Para registrarse, tendrán que estar al corriente con sus obligaciones fiscales y de seguridad social, además deberán renovar cada tres años.  

Con las nuevas modificaciones establecidas en la ley, las empresas tendrán que reestructurar su operación de manera legal e inmediata, suscribir contratos con sus trabajadores que respeten su antigüedad, mismos salarios y prestaciones. En caso de despedirlos, deberán ser indemnizados conforme a la Ley Federal del Trabajo.

Las empresas tendrán que rediseñar sus procesos administrativos, producción y planes financieros, sin imprecisiones para evitar ser acreedoras de sanciones económicas e incluso penales.

Los trabajadores que venían desempeñando servicios especializados, serán los que menos expuestos se encuentran a ser despedidos y con mayores posibilidades a tener continuidad dentro las empresas donde laboran, o bien, poder encontrar alternativas laborales en el corto plazo.

Dentro de los servicios especializados que permitían maximizar las operaciones de las empresas se cuentan: los de nómina, software, limpieza, seguridad, comedores, servicios bancarios, recursos humanos, entre otros, que podrían encarecer la operación de las empresas debido a la urgencia que tendrán por contratar personal de manera inmediata y el pago de prestaciones que ya realizaban las empresas subcontratadas.

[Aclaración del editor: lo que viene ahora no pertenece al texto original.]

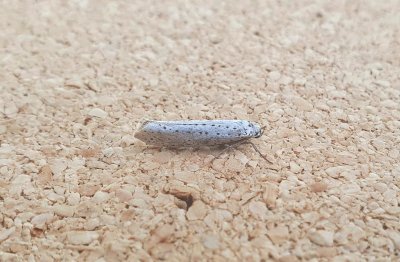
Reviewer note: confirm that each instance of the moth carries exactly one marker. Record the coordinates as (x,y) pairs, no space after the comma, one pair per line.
(198,133)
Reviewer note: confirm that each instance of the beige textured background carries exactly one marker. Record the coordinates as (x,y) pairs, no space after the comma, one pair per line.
(78,76)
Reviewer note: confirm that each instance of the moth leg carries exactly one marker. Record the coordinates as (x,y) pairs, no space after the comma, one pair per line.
(227,148)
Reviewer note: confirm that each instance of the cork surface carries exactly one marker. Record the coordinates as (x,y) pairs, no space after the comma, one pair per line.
(77,77)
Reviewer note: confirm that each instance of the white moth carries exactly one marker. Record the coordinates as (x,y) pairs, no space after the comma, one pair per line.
(197,133)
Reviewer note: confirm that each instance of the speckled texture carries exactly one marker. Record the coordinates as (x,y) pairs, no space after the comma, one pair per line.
(77,77)
(197,133)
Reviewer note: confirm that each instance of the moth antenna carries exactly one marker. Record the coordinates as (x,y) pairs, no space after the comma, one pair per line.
(258,151)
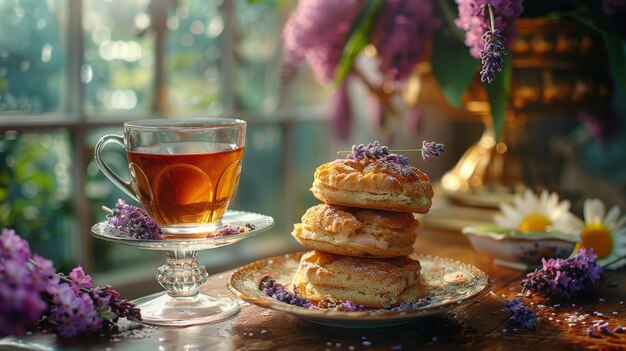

Las nuevas medidas deben abonar en la mejora de las condiciones laborales, al tener que cumplirse con todas las regulaciones marcadas por la ley, que permitan proporcionar mejores situaciones jurídicas para los trabajadores, empresarios y gobierno, así como nuevas formas de regularizar la informalidad que promueva la generación de más y mejores empleos que abonen a la recuperación de la economía. 

En concreto, la modificación al outsourcing debe permitir a miles de trabajadores continuar laborando y a otros tantos obtener un empleo en los años venideros.